Saturday, January 23, 2010

I had the best meal of my life last weekend in Paris. We went to this "trendy" restaurant down by the Centre Pompidou called "OZO." Sweet decorations, low lights, hip music and a table in the corner behind a curtain! We all felt very fancy. The restaurant was full and it took a while for someone to come take our order, but that was ok because it took a long time to decide what we were going to have. The way they served the food was very interesting. You had 3 steps to go though. 1. Pick your meat! chicken, duck, beef, ostrich, salmon, squid, lotte and another fishy type. 2. Pick how to cook it! 6 different spice mixes or 3 different sauces. 3. Pick 2-4 sides! 5 cold ones and 4 hot ones! The wait for our food was not very long at all, considering how busy they were.



My dinner was one of those dinners where you just sigh with contentment while you eat. We ordered a bottle of wine to split between the four of us, but I honestly forgot about it, I was too busy enjoying my dinner to drink the wine!



So starting at the meat and moving clock-wise. Faux filet de boeuf cuit saignant avec une sauce bleu, salade, mâche avec des aubergines marinée et glace des cêpes, crème des patates douces avec des baies rouges, flan de carottes, poireaux et bébé asperges, pommes de terres écrasés. Translation: beef sirloin cooked medium rare with bleu cheese sauce with mushrooms and nuts and raisins, salad, lamb's lettuce with marinated eggplant and MUSHROOM ICECREAM ON TOP!!!! yum. Puréed sweet potatoes with red pepper corns, carrot, leek and baby asparagus tarty thing, mashed potatoes. 

followed by dessert. A fruit gazpacho with mangoes, raspberries and cinnamon served with homemade yogurt. oh. food. coma. 

It was one of those meals that you didn't want to eat because you wanted it to never end. I ate so slowly, not wanting it to be gone! 

Also while in Paris I went to see this. Christian Boltanski at le Grand Palais. I highly reccomend looking at the site, i think it comes in english too. Because its hard to describe exactly what it was. The past 3 years le Grand Palais has invited an artist to create a special exhibit made specially for the space. This year was Boltanski and what he created was amazing. We went on Sunday night, and I'm glad we went at night, i feel like the experience wouldn't have been the same. The Grand Palais is this BEAUTIFUL old building with a glass roof. so all the light comes in. 

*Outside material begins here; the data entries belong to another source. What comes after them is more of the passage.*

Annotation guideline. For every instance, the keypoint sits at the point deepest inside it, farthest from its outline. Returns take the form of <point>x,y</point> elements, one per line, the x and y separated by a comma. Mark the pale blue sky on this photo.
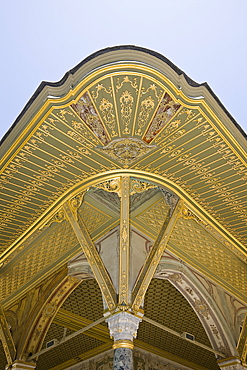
<point>41,40</point>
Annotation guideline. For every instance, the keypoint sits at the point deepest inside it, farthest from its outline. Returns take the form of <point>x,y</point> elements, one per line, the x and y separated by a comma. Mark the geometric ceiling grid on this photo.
<point>165,305</point>
<point>199,248</point>
<point>130,109</point>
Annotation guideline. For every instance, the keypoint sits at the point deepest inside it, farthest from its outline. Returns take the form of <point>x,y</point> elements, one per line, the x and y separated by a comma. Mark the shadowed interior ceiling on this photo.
<point>64,164</point>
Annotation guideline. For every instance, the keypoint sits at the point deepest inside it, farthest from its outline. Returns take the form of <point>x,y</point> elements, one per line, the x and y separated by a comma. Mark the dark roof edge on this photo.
<point>113,48</point>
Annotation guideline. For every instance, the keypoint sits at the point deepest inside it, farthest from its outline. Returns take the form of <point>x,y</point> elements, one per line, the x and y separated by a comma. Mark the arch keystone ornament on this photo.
<point>123,173</point>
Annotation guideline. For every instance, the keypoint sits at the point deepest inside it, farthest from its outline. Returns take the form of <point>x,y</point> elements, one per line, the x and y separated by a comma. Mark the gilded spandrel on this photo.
<point>124,195</point>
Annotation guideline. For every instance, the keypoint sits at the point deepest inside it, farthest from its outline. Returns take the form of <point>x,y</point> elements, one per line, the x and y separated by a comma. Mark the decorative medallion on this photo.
<point>127,150</point>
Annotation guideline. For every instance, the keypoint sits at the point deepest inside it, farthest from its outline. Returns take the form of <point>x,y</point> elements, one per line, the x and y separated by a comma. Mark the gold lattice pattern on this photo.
<point>85,300</point>
<point>67,350</point>
<point>155,215</point>
<point>43,253</point>
<point>164,304</point>
<point>92,217</point>
<point>194,241</point>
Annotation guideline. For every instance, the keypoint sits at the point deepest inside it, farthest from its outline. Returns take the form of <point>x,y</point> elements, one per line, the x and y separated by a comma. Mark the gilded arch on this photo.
<point>124,112</point>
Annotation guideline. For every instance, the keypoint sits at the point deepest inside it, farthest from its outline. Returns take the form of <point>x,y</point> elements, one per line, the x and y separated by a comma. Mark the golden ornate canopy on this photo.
<point>125,143</point>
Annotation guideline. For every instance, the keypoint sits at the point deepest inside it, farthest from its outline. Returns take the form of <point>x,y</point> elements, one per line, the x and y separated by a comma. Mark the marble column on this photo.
<point>21,365</point>
<point>231,363</point>
<point>123,328</point>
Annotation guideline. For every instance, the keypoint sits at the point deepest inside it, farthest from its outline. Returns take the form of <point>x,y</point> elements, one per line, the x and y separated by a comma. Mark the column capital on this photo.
<point>123,328</point>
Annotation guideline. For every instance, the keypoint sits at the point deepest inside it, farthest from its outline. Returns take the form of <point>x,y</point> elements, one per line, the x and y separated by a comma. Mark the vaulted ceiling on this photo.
<point>123,112</point>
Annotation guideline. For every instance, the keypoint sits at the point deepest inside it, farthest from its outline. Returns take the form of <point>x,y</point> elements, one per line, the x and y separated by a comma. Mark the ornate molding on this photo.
<point>6,337</point>
<point>126,150</point>
<point>123,326</point>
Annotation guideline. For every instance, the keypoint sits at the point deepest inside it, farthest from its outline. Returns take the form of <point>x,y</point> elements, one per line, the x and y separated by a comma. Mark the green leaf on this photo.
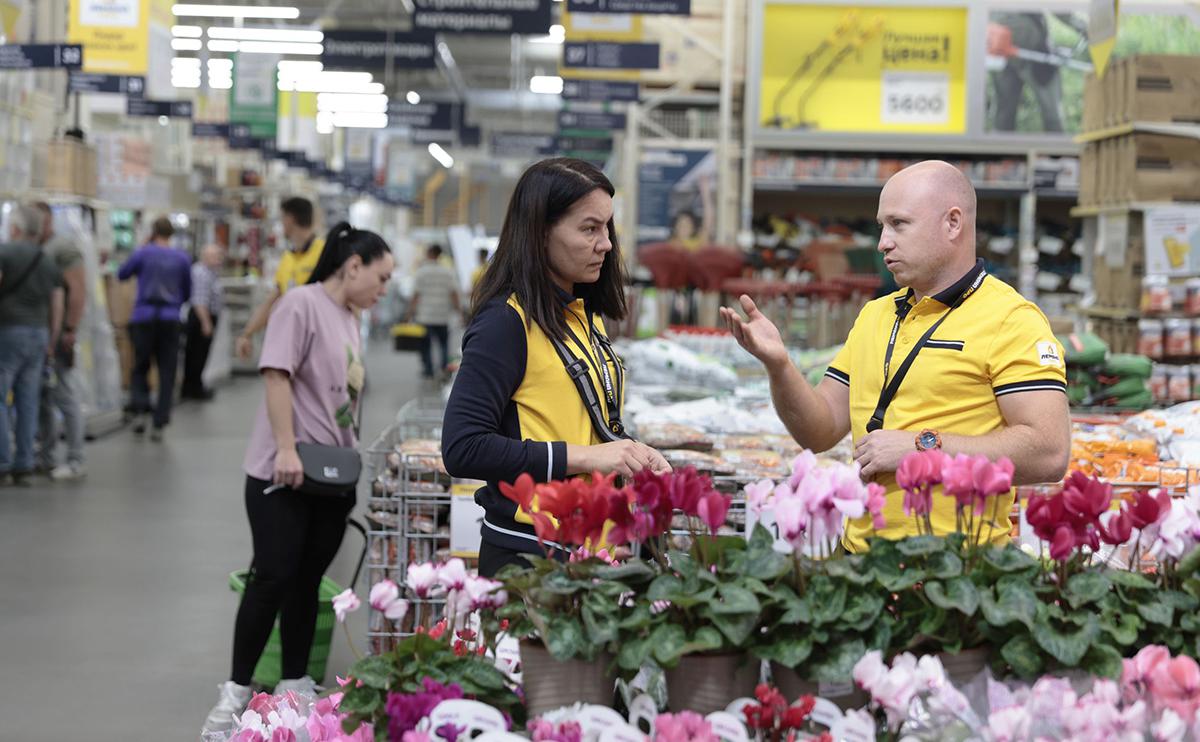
<point>826,598</point>
<point>1103,660</point>
<point>1009,558</point>
<point>565,639</point>
<point>1121,627</point>
<point>849,568</point>
<point>1129,579</point>
<point>634,652</point>
<point>838,666</point>
<point>375,671</point>
<point>943,564</point>
<point>664,587</point>
<point>736,599</point>
<point>1087,587</point>
<point>1066,645</point>
<point>601,624</point>
<point>862,610</point>
<point>1021,656</point>
<point>736,627</point>
<point>669,640</point>
<point>1155,610</point>
<point>787,651</point>
<point>958,593</point>
<point>921,545</point>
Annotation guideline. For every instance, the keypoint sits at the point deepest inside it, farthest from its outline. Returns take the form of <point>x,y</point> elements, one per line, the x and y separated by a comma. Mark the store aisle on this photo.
<point>114,608</point>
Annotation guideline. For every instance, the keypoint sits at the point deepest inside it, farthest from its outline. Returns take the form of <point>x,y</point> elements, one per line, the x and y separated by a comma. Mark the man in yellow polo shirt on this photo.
<point>295,267</point>
<point>955,360</point>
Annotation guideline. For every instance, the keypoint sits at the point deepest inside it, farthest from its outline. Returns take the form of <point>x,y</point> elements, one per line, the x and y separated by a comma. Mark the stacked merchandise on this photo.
<point>1097,378</point>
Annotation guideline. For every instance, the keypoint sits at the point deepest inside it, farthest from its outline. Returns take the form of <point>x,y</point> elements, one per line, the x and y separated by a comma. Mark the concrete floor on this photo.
<point>115,612</point>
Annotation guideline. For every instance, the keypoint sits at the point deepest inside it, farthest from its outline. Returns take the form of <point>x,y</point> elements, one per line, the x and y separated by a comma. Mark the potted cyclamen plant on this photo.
<point>567,605</point>
<point>827,608</point>
<point>696,618</point>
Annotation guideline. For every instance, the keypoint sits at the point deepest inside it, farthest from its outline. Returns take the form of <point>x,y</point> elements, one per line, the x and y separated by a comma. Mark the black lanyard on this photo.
<point>889,390</point>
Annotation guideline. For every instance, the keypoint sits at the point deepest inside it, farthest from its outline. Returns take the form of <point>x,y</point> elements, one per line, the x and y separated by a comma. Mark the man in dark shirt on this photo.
<point>30,318</point>
<point>165,285</point>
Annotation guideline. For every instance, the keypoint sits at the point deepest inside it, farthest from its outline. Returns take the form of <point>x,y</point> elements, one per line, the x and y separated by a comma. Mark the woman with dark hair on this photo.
<point>312,369</point>
<point>539,389</point>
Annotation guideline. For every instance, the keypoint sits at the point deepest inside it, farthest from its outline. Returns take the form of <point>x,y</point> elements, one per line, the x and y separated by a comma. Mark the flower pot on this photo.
<point>550,683</point>
<point>964,666</point>
<point>712,681</point>
<point>845,695</point>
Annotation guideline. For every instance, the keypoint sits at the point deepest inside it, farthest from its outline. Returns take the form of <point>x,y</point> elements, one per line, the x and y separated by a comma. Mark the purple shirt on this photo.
<point>165,282</point>
<point>317,343</point>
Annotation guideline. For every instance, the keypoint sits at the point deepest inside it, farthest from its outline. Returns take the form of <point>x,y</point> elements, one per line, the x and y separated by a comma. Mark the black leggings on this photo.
<point>295,539</point>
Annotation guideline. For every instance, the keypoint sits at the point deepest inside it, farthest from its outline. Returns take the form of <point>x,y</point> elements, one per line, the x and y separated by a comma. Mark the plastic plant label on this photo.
<point>915,97</point>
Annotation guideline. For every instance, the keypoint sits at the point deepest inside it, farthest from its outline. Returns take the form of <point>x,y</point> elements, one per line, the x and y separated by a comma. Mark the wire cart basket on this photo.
<point>408,512</point>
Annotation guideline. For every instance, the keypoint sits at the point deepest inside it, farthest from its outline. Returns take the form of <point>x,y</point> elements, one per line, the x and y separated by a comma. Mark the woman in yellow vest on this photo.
<point>539,389</point>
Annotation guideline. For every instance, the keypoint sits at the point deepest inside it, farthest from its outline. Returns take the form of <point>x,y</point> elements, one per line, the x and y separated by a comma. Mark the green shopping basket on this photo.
<point>270,665</point>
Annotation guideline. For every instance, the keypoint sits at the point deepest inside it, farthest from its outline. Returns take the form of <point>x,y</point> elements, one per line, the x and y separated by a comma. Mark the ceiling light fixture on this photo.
<point>441,155</point>
<point>298,35</point>
<point>546,84</point>
<point>235,11</point>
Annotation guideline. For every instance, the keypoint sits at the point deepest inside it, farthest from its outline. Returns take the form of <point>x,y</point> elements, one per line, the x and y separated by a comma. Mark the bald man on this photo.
<point>955,360</point>
<point>202,321</point>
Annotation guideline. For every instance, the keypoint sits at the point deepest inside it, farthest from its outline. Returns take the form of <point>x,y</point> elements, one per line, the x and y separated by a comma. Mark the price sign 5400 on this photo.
<point>916,97</point>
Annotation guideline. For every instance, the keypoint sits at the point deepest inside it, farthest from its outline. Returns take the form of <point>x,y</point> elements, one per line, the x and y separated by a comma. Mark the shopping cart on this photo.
<point>270,665</point>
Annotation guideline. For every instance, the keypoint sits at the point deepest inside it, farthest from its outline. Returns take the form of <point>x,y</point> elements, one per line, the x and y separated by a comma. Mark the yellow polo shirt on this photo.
<point>995,343</point>
<point>295,267</point>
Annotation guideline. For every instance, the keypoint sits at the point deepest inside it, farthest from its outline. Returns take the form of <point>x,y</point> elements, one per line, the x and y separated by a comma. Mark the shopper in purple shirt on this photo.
<point>165,285</point>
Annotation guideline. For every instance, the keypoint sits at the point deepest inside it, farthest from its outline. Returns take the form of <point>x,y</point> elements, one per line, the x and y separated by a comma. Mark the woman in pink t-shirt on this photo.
<point>312,369</point>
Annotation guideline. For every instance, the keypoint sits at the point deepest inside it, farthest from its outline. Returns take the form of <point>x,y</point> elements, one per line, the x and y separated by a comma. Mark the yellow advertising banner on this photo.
<point>114,35</point>
<point>864,69</point>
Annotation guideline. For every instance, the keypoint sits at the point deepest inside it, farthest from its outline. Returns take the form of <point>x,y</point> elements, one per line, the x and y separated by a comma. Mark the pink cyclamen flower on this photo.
<point>421,579</point>
<point>453,575</point>
<point>876,500</point>
<point>346,603</point>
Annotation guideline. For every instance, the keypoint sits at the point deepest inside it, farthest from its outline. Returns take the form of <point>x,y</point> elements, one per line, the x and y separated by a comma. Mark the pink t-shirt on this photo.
<point>317,342</point>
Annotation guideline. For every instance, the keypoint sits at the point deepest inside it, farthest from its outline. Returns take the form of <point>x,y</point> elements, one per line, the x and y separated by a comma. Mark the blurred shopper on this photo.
<point>60,393</point>
<point>435,301</point>
<point>30,318</point>
<point>312,369</point>
<point>165,285</point>
<point>515,408</point>
<point>298,263</point>
<point>202,321</point>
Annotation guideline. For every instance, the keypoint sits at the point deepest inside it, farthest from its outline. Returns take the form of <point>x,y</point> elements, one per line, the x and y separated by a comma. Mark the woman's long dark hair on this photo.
<point>521,264</point>
<point>343,241</point>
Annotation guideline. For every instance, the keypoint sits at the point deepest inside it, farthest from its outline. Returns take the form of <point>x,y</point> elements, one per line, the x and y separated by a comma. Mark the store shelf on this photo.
<point>1191,131</point>
<point>1138,205</point>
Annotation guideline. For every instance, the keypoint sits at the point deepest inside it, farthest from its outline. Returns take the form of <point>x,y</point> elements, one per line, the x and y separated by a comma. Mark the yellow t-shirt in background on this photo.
<point>295,267</point>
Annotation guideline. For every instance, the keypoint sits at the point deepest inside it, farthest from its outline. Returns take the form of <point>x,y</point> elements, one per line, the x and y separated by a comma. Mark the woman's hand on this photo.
<point>288,470</point>
<point>624,458</point>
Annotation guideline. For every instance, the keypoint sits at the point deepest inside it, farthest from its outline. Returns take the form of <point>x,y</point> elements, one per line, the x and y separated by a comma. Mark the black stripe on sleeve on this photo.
<point>1042,384</point>
<point>838,376</point>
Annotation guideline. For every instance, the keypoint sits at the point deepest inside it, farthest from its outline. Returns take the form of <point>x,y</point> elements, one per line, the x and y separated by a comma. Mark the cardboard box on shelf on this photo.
<point>1158,88</point>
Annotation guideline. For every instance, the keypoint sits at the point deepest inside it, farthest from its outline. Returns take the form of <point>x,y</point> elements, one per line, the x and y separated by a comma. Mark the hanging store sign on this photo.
<point>610,55</point>
<point>588,120</point>
<point>483,16</point>
<point>831,67</point>
<point>343,49</point>
<point>40,55</point>
<point>117,34</point>
<point>599,90</point>
<point>207,130</point>
<point>121,84</point>
<point>145,107</point>
<point>642,7</point>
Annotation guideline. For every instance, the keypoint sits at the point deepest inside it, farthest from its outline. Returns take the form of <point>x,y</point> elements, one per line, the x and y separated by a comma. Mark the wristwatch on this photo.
<point>929,440</point>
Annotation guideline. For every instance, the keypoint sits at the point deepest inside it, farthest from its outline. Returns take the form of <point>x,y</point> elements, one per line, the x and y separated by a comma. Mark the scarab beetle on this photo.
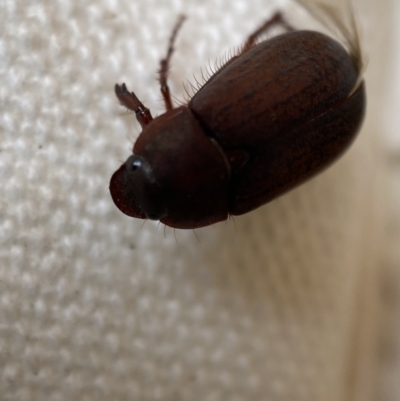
<point>274,115</point>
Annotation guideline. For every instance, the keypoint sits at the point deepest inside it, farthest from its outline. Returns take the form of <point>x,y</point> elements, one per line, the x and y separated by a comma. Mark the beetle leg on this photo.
<point>130,101</point>
<point>276,19</point>
<point>164,65</point>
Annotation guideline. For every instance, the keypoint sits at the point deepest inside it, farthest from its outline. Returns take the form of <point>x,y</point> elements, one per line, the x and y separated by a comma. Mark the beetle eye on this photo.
<point>134,163</point>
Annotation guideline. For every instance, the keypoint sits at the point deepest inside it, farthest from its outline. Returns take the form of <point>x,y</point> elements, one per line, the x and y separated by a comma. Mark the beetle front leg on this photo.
<point>276,19</point>
<point>164,65</point>
<point>130,101</point>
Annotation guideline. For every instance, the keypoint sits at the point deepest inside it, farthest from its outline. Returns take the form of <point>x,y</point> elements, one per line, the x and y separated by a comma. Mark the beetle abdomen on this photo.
<point>293,95</point>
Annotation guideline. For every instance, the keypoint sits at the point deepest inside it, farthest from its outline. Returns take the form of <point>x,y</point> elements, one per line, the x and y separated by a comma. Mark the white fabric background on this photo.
<point>280,304</point>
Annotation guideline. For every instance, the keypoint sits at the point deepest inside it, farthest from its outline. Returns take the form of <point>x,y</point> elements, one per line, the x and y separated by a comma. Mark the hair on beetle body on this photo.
<point>269,117</point>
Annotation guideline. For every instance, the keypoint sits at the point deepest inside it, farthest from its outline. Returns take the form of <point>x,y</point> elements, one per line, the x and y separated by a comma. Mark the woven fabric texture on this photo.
<point>275,305</point>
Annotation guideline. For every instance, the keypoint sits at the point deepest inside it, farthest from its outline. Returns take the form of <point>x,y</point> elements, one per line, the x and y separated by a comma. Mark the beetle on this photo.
<point>272,116</point>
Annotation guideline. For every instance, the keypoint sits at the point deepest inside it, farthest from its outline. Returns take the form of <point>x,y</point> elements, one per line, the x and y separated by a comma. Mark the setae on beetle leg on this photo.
<point>131,102</point>
<point>164,65</point>
<point>276,19</point>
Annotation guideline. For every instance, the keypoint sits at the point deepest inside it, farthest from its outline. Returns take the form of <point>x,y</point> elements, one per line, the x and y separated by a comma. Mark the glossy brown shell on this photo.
<point>286,104</point>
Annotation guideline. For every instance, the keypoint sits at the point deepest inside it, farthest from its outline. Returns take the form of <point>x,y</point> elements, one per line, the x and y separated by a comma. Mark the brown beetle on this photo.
<point>270,118</point>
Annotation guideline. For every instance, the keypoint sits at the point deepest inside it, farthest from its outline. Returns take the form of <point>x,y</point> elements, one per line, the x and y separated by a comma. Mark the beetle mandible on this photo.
<point>271,117</point>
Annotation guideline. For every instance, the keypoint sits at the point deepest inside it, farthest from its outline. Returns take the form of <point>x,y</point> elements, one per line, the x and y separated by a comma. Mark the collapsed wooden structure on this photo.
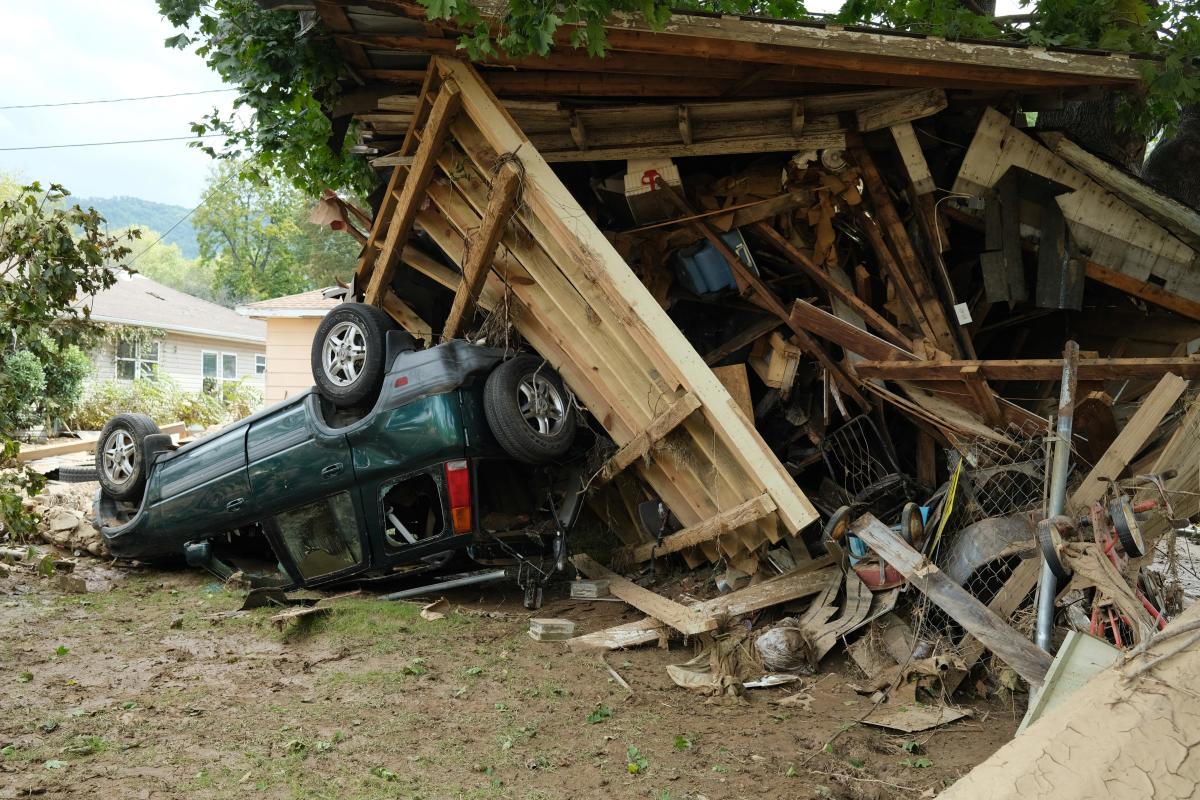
<point>894,265</point>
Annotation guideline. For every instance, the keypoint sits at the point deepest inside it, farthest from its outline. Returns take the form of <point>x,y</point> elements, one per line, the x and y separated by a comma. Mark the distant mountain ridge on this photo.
<point>125,211</point>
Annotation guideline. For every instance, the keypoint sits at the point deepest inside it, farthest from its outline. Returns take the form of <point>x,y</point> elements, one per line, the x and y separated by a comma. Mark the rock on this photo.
<point>71,583</point>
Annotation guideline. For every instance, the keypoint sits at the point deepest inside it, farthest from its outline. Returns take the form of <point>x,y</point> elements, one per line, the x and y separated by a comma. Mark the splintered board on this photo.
<point>577,302</point>
<point>1113,233</point>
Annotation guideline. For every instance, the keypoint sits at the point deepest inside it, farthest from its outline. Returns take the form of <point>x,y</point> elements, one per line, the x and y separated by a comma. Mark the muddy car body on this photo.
<point>331,493</point>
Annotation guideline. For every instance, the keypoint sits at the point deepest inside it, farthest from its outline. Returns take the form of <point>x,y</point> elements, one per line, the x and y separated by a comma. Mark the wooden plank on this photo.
<point>901,110</point>
<point>1163,210</point>
<point>723,523</point>
<point>483,248</point>
<point>737,383</point>
<point>640,445</point>
<point>400,226</point>
<point>1017,588</point>
<point>1030,661</point>
<point>1129,441</point>
<point>906,256</point>
<point>845,335</point>
<point>688,621</point>
<point>1030,368</point>
<point>811,579</point>
<point>826,282</point>
<point>1101,223</point>
<point>913,157</point>
<point>629,635</point>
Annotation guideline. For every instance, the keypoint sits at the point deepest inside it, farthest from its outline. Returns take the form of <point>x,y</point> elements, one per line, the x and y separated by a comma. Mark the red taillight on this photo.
<point>459,488</point>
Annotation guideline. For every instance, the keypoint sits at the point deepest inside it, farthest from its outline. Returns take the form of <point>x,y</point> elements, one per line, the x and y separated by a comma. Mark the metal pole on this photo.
<point>1059,471</point>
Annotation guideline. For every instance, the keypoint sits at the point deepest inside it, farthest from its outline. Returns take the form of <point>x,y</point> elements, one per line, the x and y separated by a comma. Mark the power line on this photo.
<point>117,100</point>
<point>183,218</point>
<point>99,144</point>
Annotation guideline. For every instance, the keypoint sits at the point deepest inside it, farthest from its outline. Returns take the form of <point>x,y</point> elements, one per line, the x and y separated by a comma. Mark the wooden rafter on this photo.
<point>483,247</point>
<point>1030,368</point>
<point>408,203</point>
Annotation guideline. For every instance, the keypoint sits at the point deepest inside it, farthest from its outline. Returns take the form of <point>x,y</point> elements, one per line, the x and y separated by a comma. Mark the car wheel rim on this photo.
<point>120,457</point>
<point>345,354</point>
<point>541,404</point>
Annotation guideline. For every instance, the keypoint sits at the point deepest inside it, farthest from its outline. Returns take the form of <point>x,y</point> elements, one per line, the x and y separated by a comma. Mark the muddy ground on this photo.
<point>143,689</point>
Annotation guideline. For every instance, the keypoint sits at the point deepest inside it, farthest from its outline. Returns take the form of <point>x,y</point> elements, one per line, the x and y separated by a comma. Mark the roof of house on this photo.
<point>696,55</point>
<point>137,300</point>
<point>306,304</point>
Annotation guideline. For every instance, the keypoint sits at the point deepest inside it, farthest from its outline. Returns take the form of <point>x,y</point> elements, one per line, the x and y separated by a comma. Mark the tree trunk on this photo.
<point>1091,124</point>
<point>1174,164</point>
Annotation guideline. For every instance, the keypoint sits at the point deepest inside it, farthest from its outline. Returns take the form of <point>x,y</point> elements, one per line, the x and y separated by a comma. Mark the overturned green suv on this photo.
<point>400,461</point>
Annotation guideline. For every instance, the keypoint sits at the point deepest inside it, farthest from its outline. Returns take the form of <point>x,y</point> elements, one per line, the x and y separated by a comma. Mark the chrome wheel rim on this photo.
<point>541,404</point>
<point>120,457</point>
<point>345,354</point>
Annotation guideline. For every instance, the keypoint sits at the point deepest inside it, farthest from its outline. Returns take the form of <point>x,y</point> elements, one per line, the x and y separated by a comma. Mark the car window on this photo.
<point>322,537</point>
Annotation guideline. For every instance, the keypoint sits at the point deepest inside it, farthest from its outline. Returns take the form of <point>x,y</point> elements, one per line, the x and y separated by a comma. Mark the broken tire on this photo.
<point>529,410</point>
<point>1049,541</point>
<point>1128,530</point>
<point>85,474</point>
<point>348,353</point>
<point>120,462</point>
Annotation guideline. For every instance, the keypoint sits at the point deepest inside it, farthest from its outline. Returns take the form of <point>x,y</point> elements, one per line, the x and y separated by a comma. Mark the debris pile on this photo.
<point>881,383</point>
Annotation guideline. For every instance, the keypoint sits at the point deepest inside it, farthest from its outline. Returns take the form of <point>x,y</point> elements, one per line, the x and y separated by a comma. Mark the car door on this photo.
<point>292,459</point>
<point>205,488</point>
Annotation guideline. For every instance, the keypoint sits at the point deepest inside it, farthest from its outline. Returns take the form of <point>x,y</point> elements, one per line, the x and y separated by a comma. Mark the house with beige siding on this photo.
<point>196,343</point>
<point>292,323</point>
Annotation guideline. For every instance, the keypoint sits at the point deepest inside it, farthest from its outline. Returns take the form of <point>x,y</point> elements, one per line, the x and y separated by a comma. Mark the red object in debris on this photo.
<point>459,491</point>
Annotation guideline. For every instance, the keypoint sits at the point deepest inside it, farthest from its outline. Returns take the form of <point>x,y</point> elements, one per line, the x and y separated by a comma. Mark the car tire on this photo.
<point>84,474</point>
<point>529,410</point>
<point>348,353</point>
<point>120,461</point>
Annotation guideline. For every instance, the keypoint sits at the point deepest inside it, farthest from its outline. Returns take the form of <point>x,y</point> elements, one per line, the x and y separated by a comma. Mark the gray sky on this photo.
<point>63,50</point>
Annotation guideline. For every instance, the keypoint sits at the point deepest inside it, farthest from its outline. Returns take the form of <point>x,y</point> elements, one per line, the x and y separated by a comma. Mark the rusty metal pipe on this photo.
<point>1059,471</point>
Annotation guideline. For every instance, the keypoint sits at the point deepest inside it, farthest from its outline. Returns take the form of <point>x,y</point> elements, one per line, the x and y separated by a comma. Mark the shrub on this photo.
<point>22,386</point>
<point>165,402</point>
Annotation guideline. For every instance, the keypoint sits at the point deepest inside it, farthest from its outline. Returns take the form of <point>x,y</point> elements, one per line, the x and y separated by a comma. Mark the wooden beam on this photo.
<point>1030,368</point>
<point>688,621</point>
<point>1030,661</point>
<point>1129,441</point>
<point>911,265</point>
<point>1009,597</point>
<point>400,226</point>
<point>829,328</point>
<point>640,445</point>
<point>822,280</point>
<point>483,247</point>
<point>723,523</point>
<point>913,158</point>
<point>1144,289</point>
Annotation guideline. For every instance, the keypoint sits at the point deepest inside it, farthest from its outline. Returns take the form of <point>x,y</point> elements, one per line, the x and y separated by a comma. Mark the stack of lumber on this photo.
<point>773,308</point>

You walk into the space and directly in front of you is a wall that spans on either side of you. It is a tall wall, made out of rusted metal boxes with numbers on them. But before you even see the wall, you hear the noise. A chorus of heart-beats. This noise that surrounds you and is inside of you. And on top of those noises you hear this mechanic whirrrrrrrr. Once you get around the corner you realize what it is. 


In the very back you can see the wall you walk around. Then you are greeted by this. A mountain of clothes. The whirrr whirr is a crane which is continuously grabbing clothes, lifting them up, and letting them fall. But before you get to the mountain of clothes, there are 69 neat little squares, all made up of coats on the ground spread out before you and to your sides. Each square of coats has four posts all around it with cables between them which connect in the middle to hold a light over the center of each square. And for each square there is a speaker and out of that speaker comes a different heart beat. As you walk among the squares, the sound of the heart beats surrounds you and fills you as a mix. But if you pause at a square for long enough, you can pick out that specific heart beat. Then you continue walking on again and that heart beat gets blurred by all the rest. Its hard to describe exactly what I felt or thought about during this time here, but I had goose-bumps the entire time and just felt very quiet. Except for the part when we walked up to the mezzanine to get a better look at the pile of clothes and walking back down the elegant stairs I pretended that I was a princess at a ball. it was hard not to.



Check out those royal stairs! 

Another thing about this was it was cold. No heat. you could see your breath. In addition to the exhibition, the artist had another part to it. Les archives du coeur. The heart archives. He is in the process of collecting recordings of heart beats. We "donated" our heart beats to his collection. Our heart beats will be put in a "library" of heart beats that will be kept on Teshima, a japanese island where anyone can go to the library, look up my name, and listen to 20 seconds of my heart beat. And it will be there "forever." kind of neat.